The European spacecraft that landed on a comet in a historic mission earlier this week has carried out two tricky maneuvers, by drilling into the rocky surface and rotating itself to catch more sunlight.
Both operations carried considerable risks, because they could have toppled the probe or pushed it out into the void, but scientists at the European Space Agency said the maneuvers appeared to have worked.
My rotation was successful (35 degrees). Looks like a whole new comet from this angle.
Since landing on comet 67P/Churyumov-Gerasimenko about 500 million kilometres away, the lander has performed a series of tests and sent reams of data, including photos, back to Earth.
But with just two or three days of power in its primary battery, the lander now has to rely on solar panels to generate electricity.
The European Space Agency said the lander, which has fallen asleep on with its batteries depleted and not enough sunlight available, may communicate again on Saturday at about 10:00 GMT.
“From now on no contact would be possible unless sufficient sunlight falls on the solar panels to generate enough power to wake it up,” ESA wrote on its blog early Saturday.
“My rotation was successful (35 degrees). Looks like a whole new comet from this angle,” read a message posted on the lander’s official Twitter account.
Earlier, the scientists tweeted : “First comet drilling is a fact!”
The space agency said late on Friday that the batteries eventually depleted and without enough sunlight to recharge them, Philae fell into “idle mode”, and all instruments and most of the systems on board shut down.
However, “Prior to falling silent, the lander was able to transmit all science data gathered during the First Science Sequence,” said Stephan Ulamec, lander manager.
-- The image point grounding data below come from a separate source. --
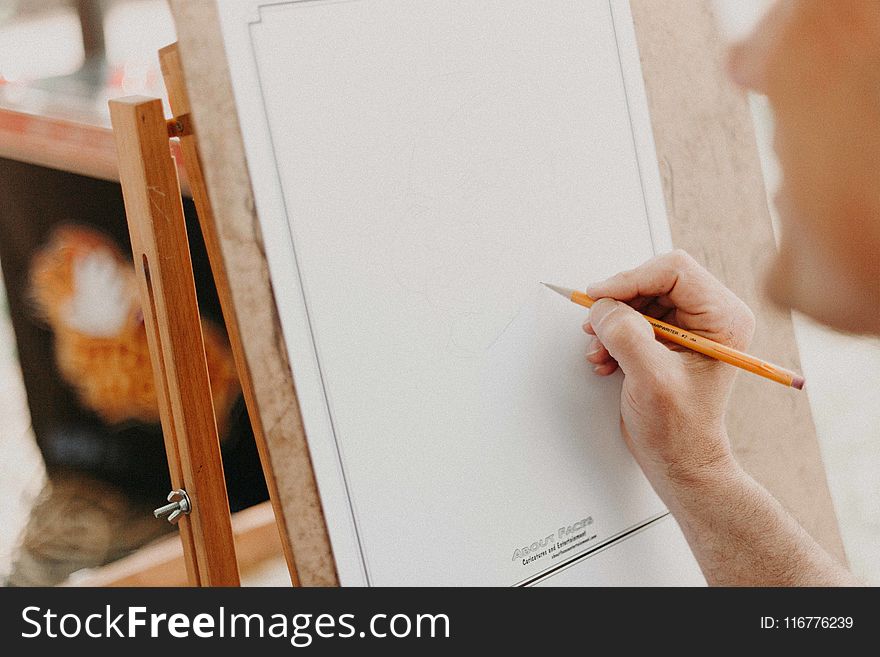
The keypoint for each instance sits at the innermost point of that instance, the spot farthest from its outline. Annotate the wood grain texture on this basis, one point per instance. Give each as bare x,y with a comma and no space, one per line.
178,98
717,207
160,249
718,212
241,244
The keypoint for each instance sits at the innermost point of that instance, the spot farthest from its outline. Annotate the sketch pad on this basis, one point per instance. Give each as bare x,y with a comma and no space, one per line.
418,168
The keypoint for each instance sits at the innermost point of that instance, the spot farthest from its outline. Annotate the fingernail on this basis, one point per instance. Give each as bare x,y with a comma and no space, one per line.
600,309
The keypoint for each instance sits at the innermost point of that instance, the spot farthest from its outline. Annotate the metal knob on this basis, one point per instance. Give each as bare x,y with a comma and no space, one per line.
178,504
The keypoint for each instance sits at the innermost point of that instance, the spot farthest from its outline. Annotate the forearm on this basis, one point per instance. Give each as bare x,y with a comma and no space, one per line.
742,536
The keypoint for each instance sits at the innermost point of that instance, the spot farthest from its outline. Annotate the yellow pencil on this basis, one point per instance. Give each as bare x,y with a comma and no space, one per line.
702,345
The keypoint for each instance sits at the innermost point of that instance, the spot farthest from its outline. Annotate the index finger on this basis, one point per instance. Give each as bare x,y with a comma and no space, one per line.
673,276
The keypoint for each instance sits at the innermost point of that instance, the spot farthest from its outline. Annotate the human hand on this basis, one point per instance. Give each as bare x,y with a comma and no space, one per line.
673,399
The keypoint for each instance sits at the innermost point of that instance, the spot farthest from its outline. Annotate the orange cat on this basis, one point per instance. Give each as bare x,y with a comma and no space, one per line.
87,292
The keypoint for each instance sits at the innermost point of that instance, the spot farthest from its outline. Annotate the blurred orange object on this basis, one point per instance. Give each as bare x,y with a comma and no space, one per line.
86,291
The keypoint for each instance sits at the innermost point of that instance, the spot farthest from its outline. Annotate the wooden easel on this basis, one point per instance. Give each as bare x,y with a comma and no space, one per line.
151,190
714,193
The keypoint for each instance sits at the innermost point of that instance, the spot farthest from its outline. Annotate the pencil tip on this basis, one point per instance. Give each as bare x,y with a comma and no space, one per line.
559,290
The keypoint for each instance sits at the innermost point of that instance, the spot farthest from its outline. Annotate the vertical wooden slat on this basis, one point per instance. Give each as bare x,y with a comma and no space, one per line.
178,97
162,260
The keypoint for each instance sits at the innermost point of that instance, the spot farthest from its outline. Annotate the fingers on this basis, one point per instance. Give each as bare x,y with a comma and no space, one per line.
674,287
628,340
675,277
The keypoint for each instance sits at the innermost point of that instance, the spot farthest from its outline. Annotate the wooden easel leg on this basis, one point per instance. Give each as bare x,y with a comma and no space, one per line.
178,98
160,248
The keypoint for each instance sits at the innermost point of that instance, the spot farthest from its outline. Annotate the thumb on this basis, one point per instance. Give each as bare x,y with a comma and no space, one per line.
628,337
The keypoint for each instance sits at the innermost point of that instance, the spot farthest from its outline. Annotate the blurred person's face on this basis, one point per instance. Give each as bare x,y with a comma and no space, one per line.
818,62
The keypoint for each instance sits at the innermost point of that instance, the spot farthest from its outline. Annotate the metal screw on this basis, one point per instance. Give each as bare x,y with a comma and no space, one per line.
178,504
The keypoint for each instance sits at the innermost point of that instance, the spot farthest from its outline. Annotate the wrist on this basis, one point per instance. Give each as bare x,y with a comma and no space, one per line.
702,477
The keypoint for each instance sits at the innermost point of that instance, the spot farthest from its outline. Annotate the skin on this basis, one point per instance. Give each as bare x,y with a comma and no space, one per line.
818,63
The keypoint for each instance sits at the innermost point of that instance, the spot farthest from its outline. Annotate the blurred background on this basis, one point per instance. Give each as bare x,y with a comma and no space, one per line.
79,479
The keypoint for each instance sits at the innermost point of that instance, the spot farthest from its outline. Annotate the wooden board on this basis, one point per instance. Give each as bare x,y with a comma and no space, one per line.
715,196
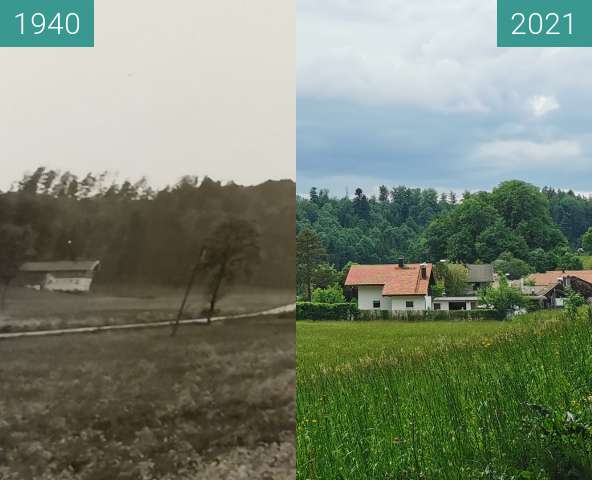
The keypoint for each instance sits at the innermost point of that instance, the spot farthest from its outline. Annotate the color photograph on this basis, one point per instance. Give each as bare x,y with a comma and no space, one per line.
444,247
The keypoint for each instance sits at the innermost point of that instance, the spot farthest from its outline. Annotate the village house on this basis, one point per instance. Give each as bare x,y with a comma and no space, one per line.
550,287
392,287
61,276
403,287
479,276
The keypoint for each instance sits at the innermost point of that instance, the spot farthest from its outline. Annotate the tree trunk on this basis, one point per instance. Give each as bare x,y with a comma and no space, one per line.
215,291
3,298
185,297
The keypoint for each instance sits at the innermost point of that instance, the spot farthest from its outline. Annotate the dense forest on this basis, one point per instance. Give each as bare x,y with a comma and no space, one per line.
517,226
143,235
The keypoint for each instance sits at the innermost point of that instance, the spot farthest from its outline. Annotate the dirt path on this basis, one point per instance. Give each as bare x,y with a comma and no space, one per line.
137,326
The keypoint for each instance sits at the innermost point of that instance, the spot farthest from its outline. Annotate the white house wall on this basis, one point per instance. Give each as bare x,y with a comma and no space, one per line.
367,295
400,302
75,284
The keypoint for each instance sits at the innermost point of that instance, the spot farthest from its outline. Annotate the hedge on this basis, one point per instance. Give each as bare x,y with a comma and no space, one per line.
427,315
349,311
326,311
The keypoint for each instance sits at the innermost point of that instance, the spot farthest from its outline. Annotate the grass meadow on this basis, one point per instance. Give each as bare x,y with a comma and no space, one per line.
441,400
33,310
215,402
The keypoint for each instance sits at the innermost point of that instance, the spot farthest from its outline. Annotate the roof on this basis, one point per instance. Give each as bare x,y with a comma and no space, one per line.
480,273
62,266
395,280
552,277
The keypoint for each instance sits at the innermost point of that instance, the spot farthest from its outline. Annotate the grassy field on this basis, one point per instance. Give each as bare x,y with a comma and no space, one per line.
215,402
443,400
30,310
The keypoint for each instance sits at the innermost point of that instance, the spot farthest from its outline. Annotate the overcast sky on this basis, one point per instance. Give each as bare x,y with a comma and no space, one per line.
397,92
170,89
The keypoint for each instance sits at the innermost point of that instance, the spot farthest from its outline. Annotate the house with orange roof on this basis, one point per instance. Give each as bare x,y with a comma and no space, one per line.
392,287
550,287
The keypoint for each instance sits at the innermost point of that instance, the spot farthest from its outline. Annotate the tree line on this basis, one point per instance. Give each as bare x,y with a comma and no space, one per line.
141,234
517,226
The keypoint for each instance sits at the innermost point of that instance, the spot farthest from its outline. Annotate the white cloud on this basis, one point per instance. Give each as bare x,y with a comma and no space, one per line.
432,54
541,105
511,154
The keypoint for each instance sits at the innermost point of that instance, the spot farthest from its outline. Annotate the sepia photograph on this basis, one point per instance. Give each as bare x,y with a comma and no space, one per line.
147,248
444,242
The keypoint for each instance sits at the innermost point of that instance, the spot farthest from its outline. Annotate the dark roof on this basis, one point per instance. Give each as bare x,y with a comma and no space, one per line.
394,279
552,277
480,273
61,266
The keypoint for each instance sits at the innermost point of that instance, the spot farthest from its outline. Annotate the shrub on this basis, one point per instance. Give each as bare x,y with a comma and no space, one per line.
332,294
326,311
503,299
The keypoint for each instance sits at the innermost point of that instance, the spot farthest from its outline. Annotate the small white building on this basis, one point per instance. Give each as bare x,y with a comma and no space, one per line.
62,276
399,287
455,303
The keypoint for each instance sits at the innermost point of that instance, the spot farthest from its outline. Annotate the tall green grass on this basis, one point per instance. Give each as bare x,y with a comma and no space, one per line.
489,408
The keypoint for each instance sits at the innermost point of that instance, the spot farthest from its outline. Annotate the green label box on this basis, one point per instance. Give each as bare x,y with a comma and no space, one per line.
544,23
47,23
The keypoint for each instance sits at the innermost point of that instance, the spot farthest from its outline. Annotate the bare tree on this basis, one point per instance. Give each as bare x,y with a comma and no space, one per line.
229,254
15,246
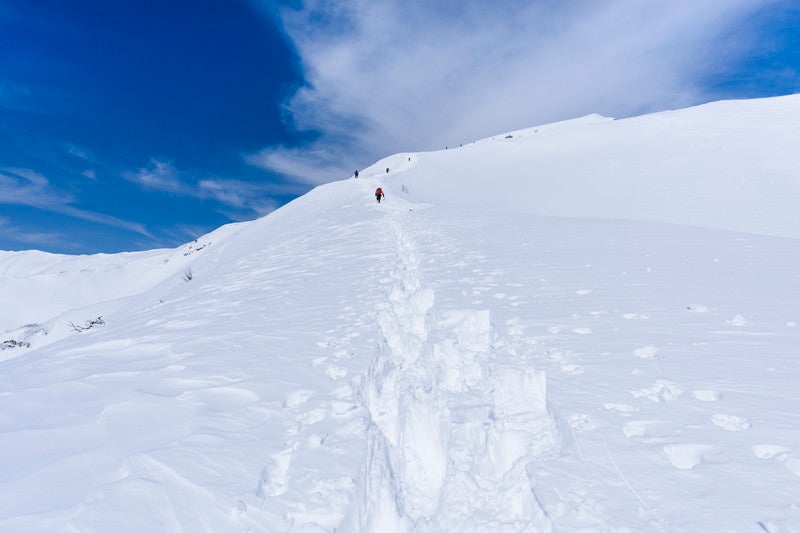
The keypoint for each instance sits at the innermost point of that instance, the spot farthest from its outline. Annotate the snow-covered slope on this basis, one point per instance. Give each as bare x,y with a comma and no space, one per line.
552,331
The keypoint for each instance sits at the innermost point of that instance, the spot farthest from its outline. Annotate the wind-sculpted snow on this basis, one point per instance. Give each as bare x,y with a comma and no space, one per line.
451,436
448,360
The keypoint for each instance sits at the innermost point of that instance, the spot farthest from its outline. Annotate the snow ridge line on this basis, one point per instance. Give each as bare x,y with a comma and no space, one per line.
449,439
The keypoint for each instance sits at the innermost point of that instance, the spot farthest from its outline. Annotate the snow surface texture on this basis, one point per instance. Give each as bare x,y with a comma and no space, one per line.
453,359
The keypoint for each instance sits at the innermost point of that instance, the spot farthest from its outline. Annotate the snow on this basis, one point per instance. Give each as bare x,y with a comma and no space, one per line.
588,326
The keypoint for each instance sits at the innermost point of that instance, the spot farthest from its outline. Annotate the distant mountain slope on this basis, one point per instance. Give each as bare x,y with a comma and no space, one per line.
728,165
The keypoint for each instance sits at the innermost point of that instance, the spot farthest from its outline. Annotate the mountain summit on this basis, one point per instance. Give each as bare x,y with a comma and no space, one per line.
587,325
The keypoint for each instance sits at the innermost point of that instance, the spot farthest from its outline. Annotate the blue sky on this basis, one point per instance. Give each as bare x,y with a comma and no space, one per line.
138,124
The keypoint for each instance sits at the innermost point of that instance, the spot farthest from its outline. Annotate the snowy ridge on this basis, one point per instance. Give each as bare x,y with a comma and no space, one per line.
453,359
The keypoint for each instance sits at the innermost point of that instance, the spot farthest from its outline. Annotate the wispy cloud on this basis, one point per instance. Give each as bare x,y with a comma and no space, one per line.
239,199
22,186
402,75
159,176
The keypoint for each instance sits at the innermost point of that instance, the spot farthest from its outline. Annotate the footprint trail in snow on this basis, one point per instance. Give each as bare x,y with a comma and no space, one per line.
440,413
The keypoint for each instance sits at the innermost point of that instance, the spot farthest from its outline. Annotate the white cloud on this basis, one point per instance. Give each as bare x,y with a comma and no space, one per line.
388,76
Scientists were concerned to find on Thursday that not only had Philae unexpectedly bounced twice before coming to rest untethered to the surface, but photos indicated it was next to a cliff that largely blocked sunlight from reaching two of its three solar panels.
With time running out, scientists decided to risk moving the lander and performing one of the most important experiments it was sent into space for.
Researching universe origins
Material beneath the surface of the comet has remained almost unchanged for 4.5 billion years, making the mining samples a cosmic time capsule that scientists are eager to study.
Mission controllers said Philae was able to bore 25 centimetres into the comet to start collecting the samples, but it is unclear whether it has enough power to deliver any information on them.
It also was not immediately clear whether the rotation had succeeded in putting the lander’s solar panels out of the shadow. Scientists are likely to know for sure early on Saturday.
Meanwhile, the Rosetta, Philae’s mother ship, which is streaking through space in tandem with the comet will use its 11 instruments to analyse the comet over the coming months.
Scientists hope the $1.6b project that was launched a decade ago will help them answer questions about the origins of the universe and life on Earth.